Mia mamma mi raccontava che, quando lei era bambina, nei primi anni '30, sua nonna aveva, sopra la porta della cantina, dei piccoli orci di terracotta con dentro dei quarti di oca conservati sotto grasso.

Raccontava anche che sua nonna li prendeva e li buttava direttamente nell'acqua per farci il brodo, con tutto lo strutto che li rivestiva. Vi lascio immaginare il contenuto di grsso di quel brodo. Estremamente pregiato, dal punto di vista di mia bisnonna (classe 1859).

Purtroppo non ho la ricetta.

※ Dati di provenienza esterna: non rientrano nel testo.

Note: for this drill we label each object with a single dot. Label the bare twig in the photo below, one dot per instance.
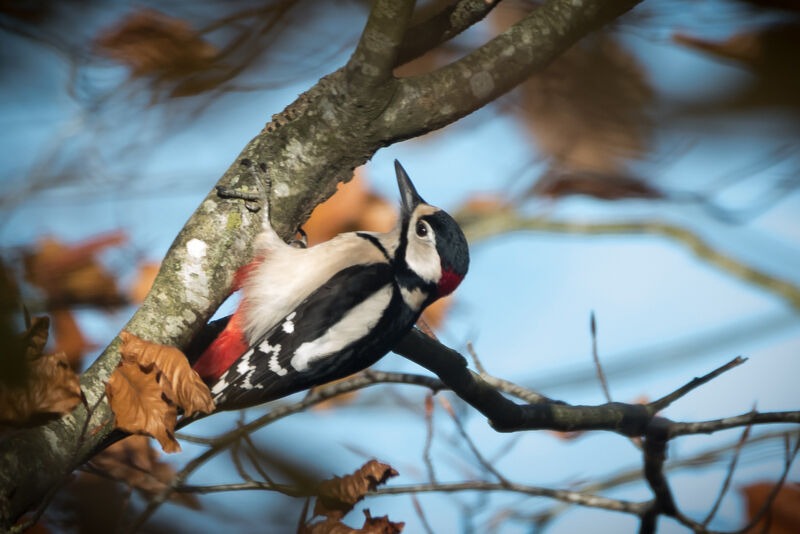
(471, 444)
(488, 225)
(426, 452)
(505, 386)
(663, 402)
(600, 375)
(729, 475)
(421, 514)
(750, 418)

Ho sempre pensato che fossero conservati crudi, anche se adesso ho qualche dubbio.
Come indicazione vi riporto una ricetta che ritengo molto vicina, da un libro di ricette Valdostane ("Cucina di tradizione della Valle D'Aosta" Priuli e Verlucca editori - www.priulieverlucca.com - 2003).

OCA E ANATRA CONSERVATE NEL GRASSO

Poteva capitare di disporre di un'oca o di un'anatra da conservare.
Sempre a La Thuile, si spiumava il volatile, si bruciavano i peli superstiti e si tagliava l'animale in pezzi abbastanza grossi.
Si levava tutto il grasso e lo si metteva a fondere in una pentola molto capace. Quando il grasso era fuso, si aggiungevano i pezzi salati e pepati e si lasciavano cuocere nel loro grasso.
Poi si levavano e si aggiustavano, ben compressi, in una terrina. Si faceva riscaldare il grasso e lo si versava nella terrina sui pezzi d'oca o di anatra cucinati.

Questa preparazione poteva essere conservata a lungo in cantina e serviva come antipasto nel giorni di festa.

Note:

Consideratela una curiosità non proporrei a nessuno questo brodo ;).